L’esordio alla regia di Juel Taylor non rientra sicuramente tra i suggeriti delle nostre liste Netflix perchè difficilmente somiglia ad altri film già visti, eppure le sue due ore di sensata follia non vi faranno pentire di aver deviato dell’algoritmo. Taylor osa con un mix sorprendente di dramma e umorismo, di thriller e commedia, intrattenendo il pubblico con gag divertenti, continuo black humor dell’improbabile trio, ma raccontando una triste verità tra esilaranti battute. Sceglie di trattare temi importanti a livello sociale e culturale senza mai ricorrere a una chiave drammatica, ma divertendo e, allo stesso tempo, provocando con continue assurdità e satire dai toni dissacranti.
Come ha raccontato Taylor stesso, e come dimostrato dagli elementi di mistero, comicità, satira e fantascienza, l’intento del film era omaggiare quel filone del cinema black anni ‘70 dal nome blaxploitation. Il termine derivava da due parole inglesi black (nero) e exploitation (sfruttamento) e indicava un genere di film diffusosi in quegli anni che si distaccava dalla visione bianca degli afroamericani. Erano film carichi di violenza, sesso, umorismo e cliché raccontati ed esorcizzati da chi li viveva davvero.

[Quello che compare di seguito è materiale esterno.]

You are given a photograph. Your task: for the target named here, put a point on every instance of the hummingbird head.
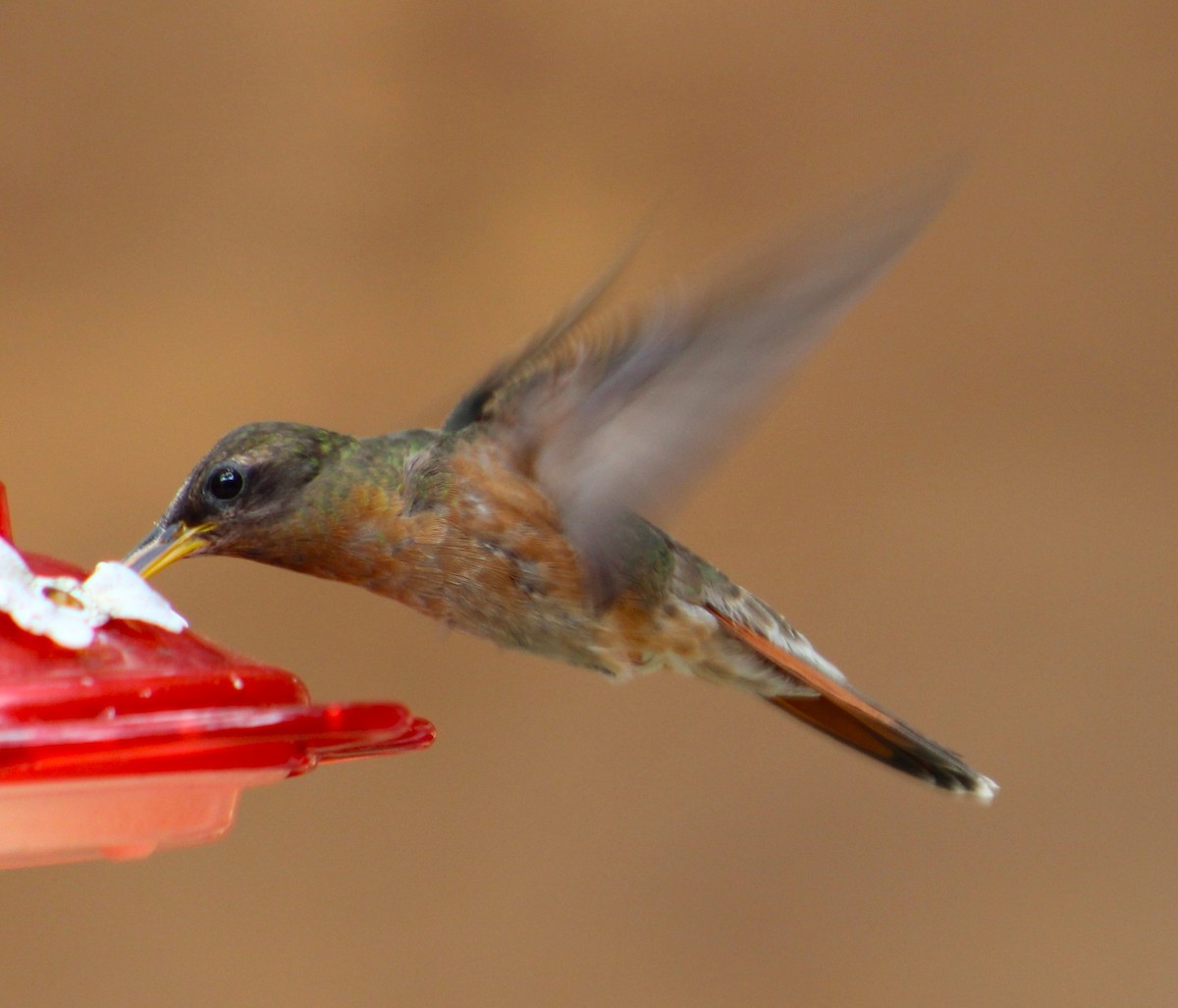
(245, 499)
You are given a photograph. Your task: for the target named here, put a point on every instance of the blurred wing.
(613, 420)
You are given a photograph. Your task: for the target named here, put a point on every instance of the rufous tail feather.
(848, 716)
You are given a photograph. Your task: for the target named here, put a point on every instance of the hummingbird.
(519, 519)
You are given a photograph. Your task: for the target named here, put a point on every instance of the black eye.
(225, 483)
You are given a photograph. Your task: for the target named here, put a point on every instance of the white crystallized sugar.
(68, 610)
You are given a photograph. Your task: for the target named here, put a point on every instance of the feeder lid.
(122, 731)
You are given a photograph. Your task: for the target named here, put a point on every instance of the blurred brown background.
(342, 213)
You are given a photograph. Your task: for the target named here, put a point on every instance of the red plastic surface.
(152, 718)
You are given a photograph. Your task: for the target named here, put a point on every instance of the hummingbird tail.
(842, 713)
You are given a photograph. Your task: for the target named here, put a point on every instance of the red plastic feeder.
(145, 738)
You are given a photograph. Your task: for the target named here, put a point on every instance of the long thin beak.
(166, 546)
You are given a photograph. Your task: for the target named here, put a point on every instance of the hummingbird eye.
(225, 483)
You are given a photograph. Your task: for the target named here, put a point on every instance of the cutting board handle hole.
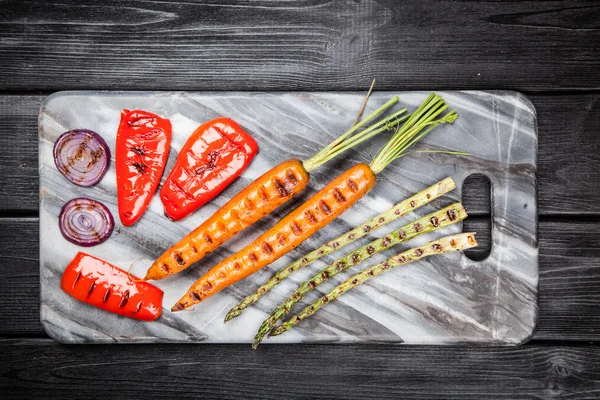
(477, 199)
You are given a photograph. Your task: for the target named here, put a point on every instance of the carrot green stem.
(341, 143)
(399, 210)
(419, 124)
(429, 223)
(446, 244)
(362, 106)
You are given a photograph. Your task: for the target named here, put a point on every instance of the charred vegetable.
(397, 211)
(446, 244)
(105, 286)
(429, 223)
(214, 155)
(143, 143)
(318, 211)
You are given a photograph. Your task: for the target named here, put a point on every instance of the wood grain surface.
(299, 45)
(547, 49)
(372, 372)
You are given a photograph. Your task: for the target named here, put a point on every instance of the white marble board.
(440, 300)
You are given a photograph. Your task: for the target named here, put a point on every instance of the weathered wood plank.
(569, 163)
(299, 45)
(41, 369)
(569, 279)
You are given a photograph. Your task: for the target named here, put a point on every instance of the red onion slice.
(82, 156)
(85, 222)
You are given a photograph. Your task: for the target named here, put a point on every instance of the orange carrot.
(257, 200)
(261, 197)
(287, 234)
(318, 211)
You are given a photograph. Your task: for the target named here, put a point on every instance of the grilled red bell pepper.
(214, 155)
(105, 286)
(143, 143)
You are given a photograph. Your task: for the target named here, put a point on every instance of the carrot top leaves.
(355, 136)
(419, 124)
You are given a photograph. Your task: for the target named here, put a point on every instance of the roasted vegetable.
(429, 223)
(261, 197)
(214, 155)
(143, 143)
(446, 244)
(397, 211)
(288, 233)
(335, 198)
(105, 286)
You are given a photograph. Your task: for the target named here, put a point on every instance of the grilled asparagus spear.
(447, 244)
(404, 207)
(429, 223)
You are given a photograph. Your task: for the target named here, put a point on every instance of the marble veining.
(439, 300)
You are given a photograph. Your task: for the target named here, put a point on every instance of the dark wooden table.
(549, 50)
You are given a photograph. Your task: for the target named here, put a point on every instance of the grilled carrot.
(318, 211)
(263, 196)
(287, 234)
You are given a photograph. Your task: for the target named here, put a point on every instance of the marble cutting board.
(440, 300)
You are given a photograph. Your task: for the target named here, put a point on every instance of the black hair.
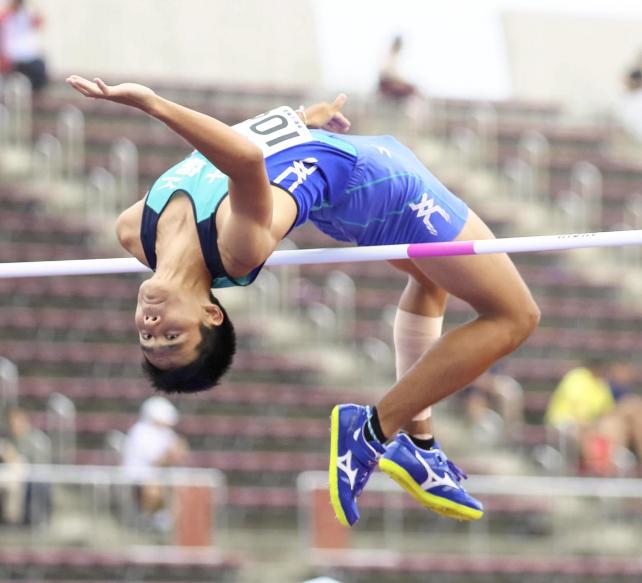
(215, 353)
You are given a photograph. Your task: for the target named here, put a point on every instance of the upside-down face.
(168, 321)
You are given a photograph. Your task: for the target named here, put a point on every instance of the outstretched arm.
(233, 154)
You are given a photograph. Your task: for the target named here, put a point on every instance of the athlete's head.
(188, 341)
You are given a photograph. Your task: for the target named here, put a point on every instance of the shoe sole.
(333, 472)
(430, 501)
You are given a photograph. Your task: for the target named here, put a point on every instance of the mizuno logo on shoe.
(433, 480)
(344, 463)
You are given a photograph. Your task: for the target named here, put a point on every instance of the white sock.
(413, 335)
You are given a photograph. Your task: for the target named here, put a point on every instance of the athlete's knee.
(514, 326)
(521, 323)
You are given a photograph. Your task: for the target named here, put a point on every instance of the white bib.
(275, 130)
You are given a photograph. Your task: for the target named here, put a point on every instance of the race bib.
(275, 130)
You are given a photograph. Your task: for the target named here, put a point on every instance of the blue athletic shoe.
(431, 478)
(352, 460)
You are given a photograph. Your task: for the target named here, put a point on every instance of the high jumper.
(213, 220)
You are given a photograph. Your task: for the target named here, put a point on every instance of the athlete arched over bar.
(213, 219)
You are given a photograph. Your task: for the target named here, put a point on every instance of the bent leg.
(418, 325)
(507, 315)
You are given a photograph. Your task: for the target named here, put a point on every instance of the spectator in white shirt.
(152, 443)
(20, 49)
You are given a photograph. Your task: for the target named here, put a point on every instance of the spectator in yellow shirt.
(582, 396)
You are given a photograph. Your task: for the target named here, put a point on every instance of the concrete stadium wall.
(577, 60)
(201, 41)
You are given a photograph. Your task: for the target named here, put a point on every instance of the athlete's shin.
(413, 335)
(450, 365)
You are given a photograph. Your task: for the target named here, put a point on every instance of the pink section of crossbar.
(418, 250)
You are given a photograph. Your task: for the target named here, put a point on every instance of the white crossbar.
(347, 254)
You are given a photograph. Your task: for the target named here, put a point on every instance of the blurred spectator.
(392, 83)
(494, 404)
(152, 443)
(583, 405)
(19, 44)
(629, 110)
(623, 426)
(24, 502)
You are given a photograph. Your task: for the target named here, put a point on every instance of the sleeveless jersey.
(367, 190)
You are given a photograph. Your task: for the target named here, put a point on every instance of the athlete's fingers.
(81, 87)
(341, 122)
(84, 86)
(339, 102)
(102, 86)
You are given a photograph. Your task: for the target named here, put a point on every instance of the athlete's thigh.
(491, 284)
(420, 291)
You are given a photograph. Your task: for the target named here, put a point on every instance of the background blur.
(530, 113)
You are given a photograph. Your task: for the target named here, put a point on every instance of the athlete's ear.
(214, 314)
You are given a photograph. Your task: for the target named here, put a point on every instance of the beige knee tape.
(413, 335)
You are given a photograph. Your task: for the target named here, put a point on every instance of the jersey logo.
(425, 208)
(301, 169)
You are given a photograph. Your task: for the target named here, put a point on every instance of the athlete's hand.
(328, 116)
(130, 94)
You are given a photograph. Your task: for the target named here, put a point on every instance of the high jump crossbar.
(348, 254)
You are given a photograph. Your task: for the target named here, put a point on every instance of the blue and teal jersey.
(367, 190)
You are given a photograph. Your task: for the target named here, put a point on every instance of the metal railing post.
(61, 427)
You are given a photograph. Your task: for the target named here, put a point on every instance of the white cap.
(159, 409)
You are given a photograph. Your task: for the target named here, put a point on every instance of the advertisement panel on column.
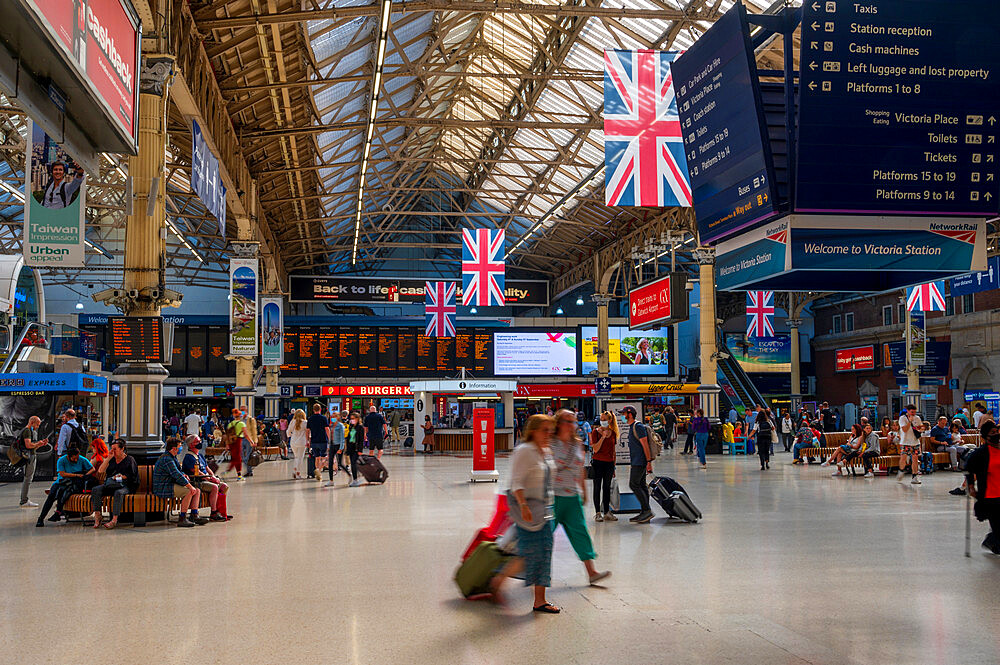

Allo stesso modo, Taylor riprende questi aspetti tipici del genere, li ammanta di una pungente ironia per dare vita a una versione distopica della realtà senza scadere mai nel banale o già detto. Quello che si vuole fare è una denuncia, forse una critica a ciò che succede ormai nella nostra società, soprattutto quella americana a cui si rivolge.
Eppure, nonostante la paura del potente, c’è sempre qualche eroe deciso a combattere per difendere la propria libertà e, così facendo, dona coraggio a tutti quegli altri che hanno solo bisogno di essere accompagnati in questa lotta. Per stare bene e in pace, non serve essere uguali, pensarla uguale, essere tanti cloni progettati dall’esterno affinché si muovano all’unisono… bensì occorre avere a cuore la vita e la libertà dell’altro.
Ma quindi chi è questo Tyrone? Il finale lo spiega in modo abbastanza esplicito. Sono tutti gli stereotipi, tutte le persone nere rinchiuse nell’immaginario comune di una comunità discriminata e confinata nel ghetto.